Saturday, August 24, 2019

Saturday Night Genealogy Fun - Ancestor with Most Unusual Occupation

From Randy over at Genea-Musings: 



it's Saturday Night - 
time for more Genealogy Fun!!!


 Your mission, should you decide to accept it, is to:

1)   Which of your ancestors had an unusual occupation?

2)  Tell us in a blog post of your own, in a comment on this blog, or in a Facebook post.

Here's mine:

I think my ancestor with the most unusual occupation is my 9th great-grandfather, George Hubbard, Sr. (1601-1684/85).  

According to the book "1000 Years of Hubbard History, 866-1895," Edward Warren Day, Harlan Page Hubbard, New York, 1895:

"About 1650, or when he left Hartford, he carried with him a commission from the Colonial Government as 'Indian Agent and Trader for the Mattabesett District.'"  

(He had sold his land in Hartford, Connecticut and moved with about 15 other families to Mattabesett, which later became Middletown.)
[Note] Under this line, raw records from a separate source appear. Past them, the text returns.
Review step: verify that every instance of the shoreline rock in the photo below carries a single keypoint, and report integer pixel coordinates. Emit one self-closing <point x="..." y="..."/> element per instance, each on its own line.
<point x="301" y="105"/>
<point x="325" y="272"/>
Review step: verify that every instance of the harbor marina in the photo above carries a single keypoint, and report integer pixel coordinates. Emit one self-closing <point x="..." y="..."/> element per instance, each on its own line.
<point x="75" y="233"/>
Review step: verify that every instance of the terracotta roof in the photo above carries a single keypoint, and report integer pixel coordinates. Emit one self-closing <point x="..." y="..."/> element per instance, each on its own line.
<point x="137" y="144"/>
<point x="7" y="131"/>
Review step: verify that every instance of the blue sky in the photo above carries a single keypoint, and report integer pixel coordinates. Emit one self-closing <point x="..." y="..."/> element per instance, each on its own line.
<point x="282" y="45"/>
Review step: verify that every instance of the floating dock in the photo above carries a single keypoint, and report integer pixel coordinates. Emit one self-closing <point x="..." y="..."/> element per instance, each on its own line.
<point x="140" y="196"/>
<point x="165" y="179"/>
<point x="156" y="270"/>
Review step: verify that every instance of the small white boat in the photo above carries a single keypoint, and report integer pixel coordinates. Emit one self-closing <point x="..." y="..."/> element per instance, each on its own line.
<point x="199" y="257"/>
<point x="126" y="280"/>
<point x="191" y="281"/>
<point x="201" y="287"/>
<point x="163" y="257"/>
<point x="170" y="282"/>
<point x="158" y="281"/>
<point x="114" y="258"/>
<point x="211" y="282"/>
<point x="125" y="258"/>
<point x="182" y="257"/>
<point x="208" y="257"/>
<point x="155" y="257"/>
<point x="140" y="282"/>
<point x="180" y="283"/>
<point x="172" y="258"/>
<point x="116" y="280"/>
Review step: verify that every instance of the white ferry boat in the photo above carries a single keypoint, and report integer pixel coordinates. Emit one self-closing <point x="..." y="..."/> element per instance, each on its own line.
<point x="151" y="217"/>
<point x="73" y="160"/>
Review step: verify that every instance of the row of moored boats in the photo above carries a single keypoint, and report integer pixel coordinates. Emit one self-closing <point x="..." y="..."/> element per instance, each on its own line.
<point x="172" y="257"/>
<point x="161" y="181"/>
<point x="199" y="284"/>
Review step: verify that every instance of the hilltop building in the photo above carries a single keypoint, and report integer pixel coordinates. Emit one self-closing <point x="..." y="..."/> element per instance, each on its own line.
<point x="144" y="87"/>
"One record of him says that he was "highly respected, and of marked integrity and fairness."... "He must have been a man of "marked integrity and fairness" to have been selected by the colony as its Indian Trader.  Much judgment had to be used by this representative of the colony in these dealings.  Promiscuous trading by any one was forbidden, as fire-arms and fire-water were frequently bartered by indiscreet persons, which produced direful results.  This resulted in the selection of one man to do the trading for all.  On his judgment and prudence much depended.  He must have erred, however, at one time for the Colonial Court fined him... for exchanging a gun with an Indian."

I should note that this indiscretion and fine occurred in 1649, either right before or right about the time he was chosen as Indian Trader.

I personally like to think that because he was a man of marked integrity and fairness, he got along well with the Native Americans and treated them fairly.  

This is definitely a job I had never heard of before!